Sometimes more than one unexplained pure LD case (where LD is the only symptom) appears in the same family tree so there must be other genes causing LD that are yet to be identified. However, no family has yet been found with more than two pure LD cases – and this is a problem as, to isolate the responsible gene, researchers need several gene carriers in the same family. As often with genetic dystonia research the problem may be one of low “penetrance” - this means that only a small proportion of those who carry the gene actually develop symptoms of dystonia and, as a result, it is hard to find family trees with many cases.
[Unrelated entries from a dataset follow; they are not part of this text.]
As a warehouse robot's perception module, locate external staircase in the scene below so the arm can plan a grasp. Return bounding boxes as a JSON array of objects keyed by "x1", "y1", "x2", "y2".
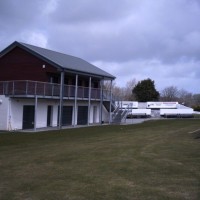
[
  {"x1": 102, "y1": 90, "x2": 132, "y2": 124},
  {"x1": 111, "y1": 102, "x2": 132, "y2": 124}
]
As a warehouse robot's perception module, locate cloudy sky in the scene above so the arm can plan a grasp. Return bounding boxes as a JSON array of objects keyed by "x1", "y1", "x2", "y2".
[{"x1": 0, "y1": 0, "x2": 200, "y2": 93}]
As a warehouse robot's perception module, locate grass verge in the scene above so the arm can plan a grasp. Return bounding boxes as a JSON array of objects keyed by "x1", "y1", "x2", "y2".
[{"x1": 0, "y1": 119, "x2": 200, "y2": 200}]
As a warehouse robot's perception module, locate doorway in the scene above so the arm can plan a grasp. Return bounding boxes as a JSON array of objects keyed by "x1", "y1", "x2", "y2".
[
  {"x1": 22, "y1": 105, "x2": 35, "y2": 129},
  {"x1": 47, "y1": 105, "x2": 53, "y2": 127},
  {"x1": 77, "y1": 106, "x2": 88, "y2": 125},
  {"x1": 93, "y1": 106, "x2": 97, "y2": 123},
  {"x1": 58, "y1": 106, "x2": 73, "y2": 126}
]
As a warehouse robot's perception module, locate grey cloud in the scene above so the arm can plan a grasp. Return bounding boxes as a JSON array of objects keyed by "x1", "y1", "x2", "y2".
[
  {"x1": 0, "y1": 0, "x2": 200, "y2": 93},
  {"x1": 0, "y1": 1, "x2": 46, "y2": 28},
  {"x1": 47, "y1": 0, "x2": 200, "y2": 64},
  {"x1": 0, "y1": 0, "x2": 49, "y2": 48},
  {"x1": 49, "y1": 0, "x2": 138, "y2": 24},
  {"x1": 94, "y1": 59, "x2": 200, "y2": 93}
]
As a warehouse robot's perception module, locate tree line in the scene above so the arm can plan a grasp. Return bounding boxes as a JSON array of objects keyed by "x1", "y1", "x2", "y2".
[{"x1": 104, "y1": 78, "x2": 200, "y2": 110}]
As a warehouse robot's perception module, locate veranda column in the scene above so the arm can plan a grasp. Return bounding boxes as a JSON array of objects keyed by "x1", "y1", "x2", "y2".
[
  {"x1": 74, "y1": 74, "x2": 78, "y2": 126},
  {"x1": 100, "y1": 79, "x2": 104, "y2": 124},
  {"x1": 109, "y1": 80, "x2": 113, "y2": 124},
  {"x1": 88, "y1": 77, "x2": 92, "y2": 126},
  {"x1": 59, "y1": 71, "x2": 65, "y2": 129},
  {"x1": 34, "y1": 95, "x2": 38, "y2": 131}
]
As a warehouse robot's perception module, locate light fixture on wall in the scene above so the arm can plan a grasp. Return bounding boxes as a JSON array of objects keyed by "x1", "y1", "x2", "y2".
[{"x1": 42, "y1": 64, "x2": 46, "y2": 69}]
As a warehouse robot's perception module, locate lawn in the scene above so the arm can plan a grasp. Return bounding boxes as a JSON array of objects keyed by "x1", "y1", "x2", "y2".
[{"x1": 0, "y1": 119, "x2": 200, "y2": 200}]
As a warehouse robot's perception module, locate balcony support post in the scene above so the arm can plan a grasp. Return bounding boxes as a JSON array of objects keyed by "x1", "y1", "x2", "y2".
[
  {"x1": 100, "y1": 79, "x2": 103, "y2": 124},
  {"x1": 109, "y1": 80, "x2": 113, "y2": 124},
  {"x1": 34, "y1": 95, "x2": 38, "y2": 132},
  {"x1": 88, "y1": 77, "x2": 91, "y2": 126},
  {"x1": 59, "y1": 71, "x2": 65, "y2": 129},
  {"x1": 74, "y1": 74, "x2": 78, "y2": 126},
  {"x1": 34, "y1": 82, "x2": 37, "y2": 96}
]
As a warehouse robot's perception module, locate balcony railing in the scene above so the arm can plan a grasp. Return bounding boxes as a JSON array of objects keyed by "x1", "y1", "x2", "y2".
[{"x1": 0, "y1": 80, "x2": 108, "y2": 100}]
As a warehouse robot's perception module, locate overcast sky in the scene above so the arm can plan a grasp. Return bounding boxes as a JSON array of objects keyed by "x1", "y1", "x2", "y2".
[{"x1": 0, "y1": 0, "x2": 200, "y2": 93}]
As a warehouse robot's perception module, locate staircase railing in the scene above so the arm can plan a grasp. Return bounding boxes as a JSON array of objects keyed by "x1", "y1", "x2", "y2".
[
  {"x1": 112, "y1": 105, "x2": 120, "y2": 118},
  {"x1": 112, "y1": 102, "x2": 133, "y2": 124},
  {"x1": 120, "y1": 103, "x2": 133, "y2": 123}
]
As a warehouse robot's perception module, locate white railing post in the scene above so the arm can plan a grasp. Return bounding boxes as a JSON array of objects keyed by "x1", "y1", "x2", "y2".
[
  {"x1": 52, "y1": 84, "x2": 54, "y2": 96},
  {"x1": 44, "y1": 83, "x2": 46, "y2": 96},
  {"x1": 12, "y1": 81, "x2": 15, "y2": 95},
  {"x1": 26, "y1": 80, "x2": 28, "y2": 95},
  {"x1": 3, "y1": 82, "x2": 5, "y2": 94}
]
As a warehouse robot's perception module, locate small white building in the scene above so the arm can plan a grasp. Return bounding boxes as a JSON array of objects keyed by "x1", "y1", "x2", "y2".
[{"x1": 119, "y1": 101, "x2": 194, "y2": 118}]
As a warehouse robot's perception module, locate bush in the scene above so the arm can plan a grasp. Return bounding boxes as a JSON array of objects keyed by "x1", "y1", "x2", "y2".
[{"x1": 193, "y1": 105, "x2": 200, "y2": 112}]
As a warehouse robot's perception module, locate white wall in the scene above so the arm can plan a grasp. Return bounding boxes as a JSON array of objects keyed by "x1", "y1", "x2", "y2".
[
  {"x1": 132, "y1": 109, "x2": 151, "y2": 115},
  {"x1": 89, "y1": 103, "x2": 100, "y2": 124},
  {"x1": 10, "y1": 98, "x2": 59, "y2": 130},
  {"x1": 0, "y1": 96, "x2": 110, "y2": 130},
  {"x1": 0, "y1": 95, "x2": 9, "y2": 130},
  {"x1": 102, "y1": 106, "x2": 109, "y2": 123},
  {"x1": 5, "y1": 98, "x2": 104, "y2": 130},
  {"x1": 160, "y1": 108, "x2": 193, "y2": 115},
  {"x1": 10, "y1": 98, "x2": 24, "y2": 130},
  {"x1": 147, "y1": 102, "x2": 178, "y2": 109},
  {"x1": 119, "y1": 101, "x2": 138, "y2": 108}
]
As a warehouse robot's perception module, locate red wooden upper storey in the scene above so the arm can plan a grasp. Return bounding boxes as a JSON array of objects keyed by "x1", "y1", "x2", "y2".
[
  {"x1": 0, "y1": 46, "x2": 57, "y2": 82},
  {"x1": 0, "y1": 41, "x2": 115, "y2": 85}
]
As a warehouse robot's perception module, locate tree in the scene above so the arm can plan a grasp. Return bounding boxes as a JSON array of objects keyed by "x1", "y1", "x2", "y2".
[
  {"x1": 123, "y1": 78, "x2": 137, "y2": 100},
  {"x1": 103, "y1": 78, "x2": 137, "y2": 101},
  {"x1": 191, "y1": 94, "x2": 200, "y2": 111},
  {"x1": 103, "y1": 81, "x2": 124, "y2": 100},
  {"x1": 178, "y1": 89, "x2": 193, "y2": 106},
  {"x1": 193, "y1": 94, "x2": 200, "y2": 106},
  {"x1": 132, "y1": 78, "x2": 159, "y2": 102},
  {"x1": 160, "y1": 86, "x2": 179, "y2": 101},
  {"x1": 160, "y1": 86, "x2": 194, "y2": 106}
]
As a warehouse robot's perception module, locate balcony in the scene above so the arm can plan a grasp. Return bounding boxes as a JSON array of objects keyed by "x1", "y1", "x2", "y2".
[{"x1": 0, "y1": 80, "x2": 111, "y2": 100}]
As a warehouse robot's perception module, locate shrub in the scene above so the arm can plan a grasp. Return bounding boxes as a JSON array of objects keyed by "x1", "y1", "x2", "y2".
[{"x1": 193, "y1": 105, "x2": 200, "y2": 112}]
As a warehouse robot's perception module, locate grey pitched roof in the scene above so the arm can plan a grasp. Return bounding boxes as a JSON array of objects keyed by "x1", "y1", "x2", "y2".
[{"x1": 0, "y1": 41, "x2": 115, "y2": 79}]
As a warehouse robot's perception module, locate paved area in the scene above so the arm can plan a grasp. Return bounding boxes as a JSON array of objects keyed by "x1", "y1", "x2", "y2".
[
  {"x1": 122, "y1": 118, "x2": 157, "y2": 125},
  {"x1": 15, "y1": 119, "x2": 150, "y2": 132}
]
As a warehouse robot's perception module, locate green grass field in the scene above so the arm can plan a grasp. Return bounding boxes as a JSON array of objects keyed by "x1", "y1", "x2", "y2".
[{"x1": 0, "y1": 119, "x2": 200, "y2": 200}]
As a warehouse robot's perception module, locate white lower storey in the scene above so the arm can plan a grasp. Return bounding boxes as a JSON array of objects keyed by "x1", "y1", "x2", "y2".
[{"x1": 0, "y1": 95, "x2": 109, "y2": 131}]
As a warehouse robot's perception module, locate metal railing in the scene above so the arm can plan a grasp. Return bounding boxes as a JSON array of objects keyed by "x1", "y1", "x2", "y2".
[
  {"x1": 121, "y1": 103, "x2": 133, "y2": 122},
  {"x1": 112, "y1": 102, "x2": 133, "y2": 123},
  {"x1": 0, "y1": 80, "x2": 105, "y2": 100}
]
A promising solution to this is to use a test called a temporal discrimination threshold. This is a simple cognitive test in which people with focal dystonia respond less quickly than a healthy control group. Helpfully, it appears that those who carry dystonia-causing genes but who have not developed symptoms of dystonia (this is called “non-manifesting”) also perform more slowly on this test – so it may be a quick and cost efficient method of identifying more carriers of the LD gene. This has yet to be proven but, if it is right, then the test may be able identify enough carriers of the LD causing gene to isolate it. Once the gene is identified, researchers can look what the gene does and explore the mechanisms that lead to LD with the hope this may lead in time to new treatments.
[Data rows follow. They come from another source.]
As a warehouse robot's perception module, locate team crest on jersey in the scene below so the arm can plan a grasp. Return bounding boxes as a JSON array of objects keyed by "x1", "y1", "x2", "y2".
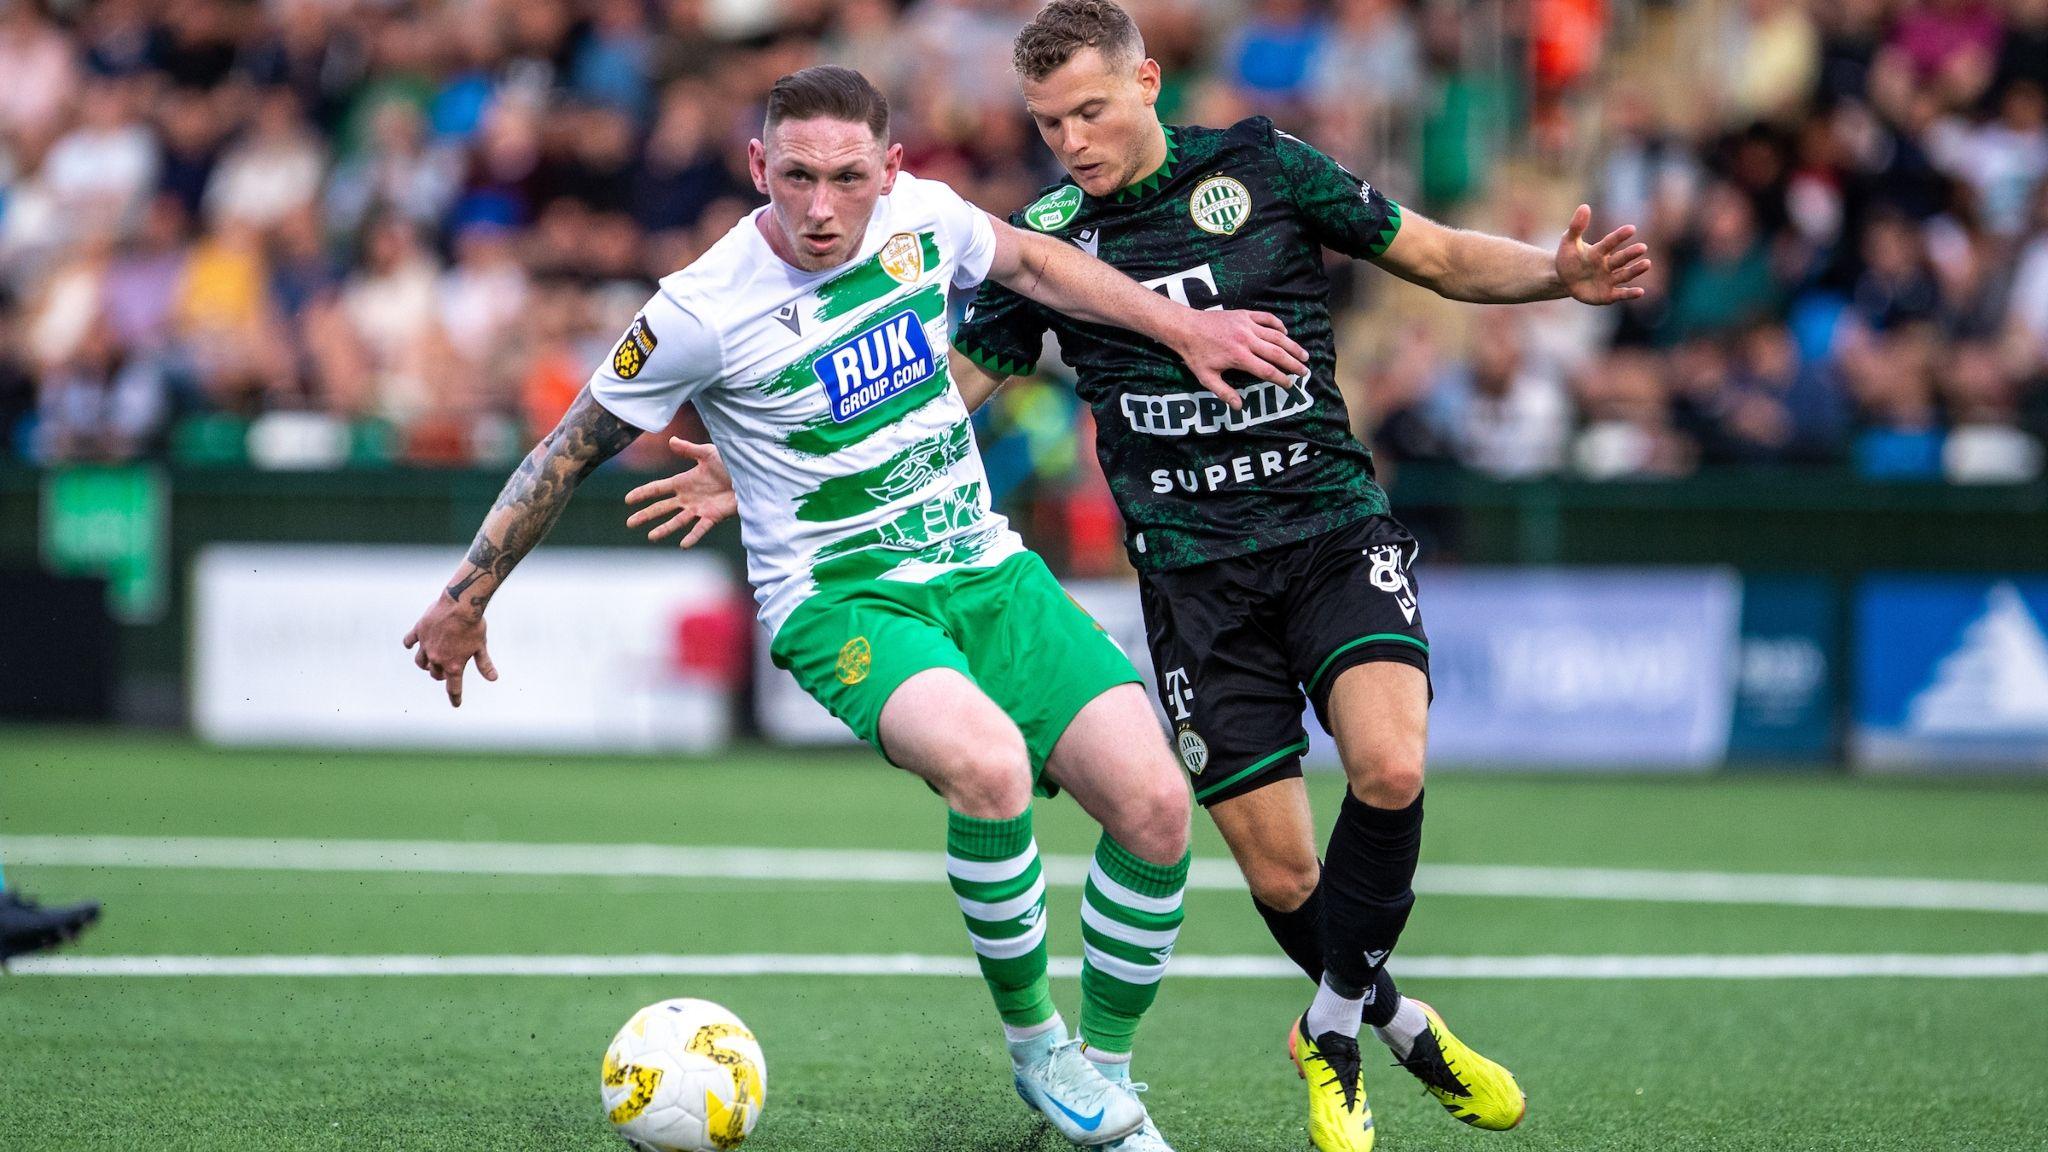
[
  {"x1": 611, "y1": 314, "x2": 657, "y2": 379},
  {"x1": 1189, "y1": 176, "x2": 1251, "y2": 235},
  {"x1": 814, "y1": 308, "x2": 938, "y2": 422},
  {"x1": 1025, "y1": 184, "x2": 1083, "y2": 232},
  {"x1": 836, "y1": 636, "x2": 872, "y2": 685},
  {"x1": 1175, "y1": 725, "x2": 1209, "y2": 775},
  {"x1": 880, "y1": 231, "x2": 924, "y2": 284}
]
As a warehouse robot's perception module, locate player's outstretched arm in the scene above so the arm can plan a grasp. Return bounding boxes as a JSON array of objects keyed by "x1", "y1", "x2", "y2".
[
  {"x1": 404, "y1": 388, "x2": 641, "y2": 706},
  {"x1": 984, "y1": 216, "x2": 1307, "y2": 409},
  {"x1": 624, "y1": 437, "x2": 735, "y2": 548},
  {"x1": 1375, "y1": 204, "x2": 1651, "y2": 306}
]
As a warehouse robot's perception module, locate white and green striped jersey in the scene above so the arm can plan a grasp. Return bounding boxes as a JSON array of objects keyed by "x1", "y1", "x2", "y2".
[{"x1": 588, "y1": 172, "x2": 1024, "y2": 636}]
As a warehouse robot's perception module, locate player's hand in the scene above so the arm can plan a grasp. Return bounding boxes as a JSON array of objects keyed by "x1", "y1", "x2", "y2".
[
  {"x1": 1557, "y1": 204, "x2": 1652, "y2": 305},
  {"x1": 1167, "y1": 309, "x2": 1308, "y2": 410},
  {"x1": 403, "y1": 598, "x2": 497, "y2": 708},
  {"x1": 624, "y1": 438, "x2": 735, "y2": 549}
]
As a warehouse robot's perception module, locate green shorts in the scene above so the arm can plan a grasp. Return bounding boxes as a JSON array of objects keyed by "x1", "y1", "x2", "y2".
[{"x1": 770, "y1": 550, "x2": 1141, "y2": 791}]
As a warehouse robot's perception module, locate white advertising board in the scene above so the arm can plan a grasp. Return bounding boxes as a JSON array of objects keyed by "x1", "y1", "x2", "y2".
[{"x1": 194, "y1": 545, "x2": 738, "y2": 751}]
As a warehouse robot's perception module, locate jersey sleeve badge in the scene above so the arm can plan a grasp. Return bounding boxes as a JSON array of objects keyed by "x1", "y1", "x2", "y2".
[
  {"x1": 1024, "y1": 184, "x2": 1083, "y2": 232},
  {"x1": 612, "y1": 314, "x2": 658, "y2": 379}
]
One question is, if many people carry the LD causing gene without developing LD, then what causes LD to appear some cases. Dr Caroline Tanner has used employment health insurance records to compare the employment and medical histories of people with LD with healthy controls. She found that people with LD were more likely to have worked in professions which require continual use of the voice and also to have been to doctor with a throat infection. More work needs to be done in this area – one possible route is to identify non-manifesting gene carriers using the temporal discrimination threshold and then compare their histories to those with LD.
Another approach to looking at causes of dystonia is to look for unusual activity in the brain using imaging technology such as MRI scanners. This work has found unusual activity in a number of brain areas: the basal ganglia, thalamus, cerebellum and cortex. These are all areas of the brain involved in the selection and implementation of movement. However, it remains a problem to distinguish unusual activity in the brain that is causing dystonia from unusual activity resulting from the brain trying to correct for dystonia caused in other areas.
Projects of the Dystonia Coalition
Key projects the coalition has been working on include:
- Setting up a Patient Registry. This is a registry of patients that can then be accessed by researchers looking to organise research projects. More than 3200 patients have signed up so far – if you interested in signing up you can access the registry in the “About dystonia” menu on our website.
- Developing a bio-repository. This is a more detailed database of information about patients and includes blood samples and videos as well as medical history. Information is provided through participating clinics.
- Developing a new rating scale to assess the severity of cervical dystonia. This is a development of the current scale (TWSTRS) to incorporate factors int currently taken into account such as tremor, retrocollis, antecollis and psychological impacts. The new scale performed well in initial tests and now needs to be validated for reliability.
- Providing grants for researchers to develop projects.
Twenty research papers have so far resulted from the work of the coalition.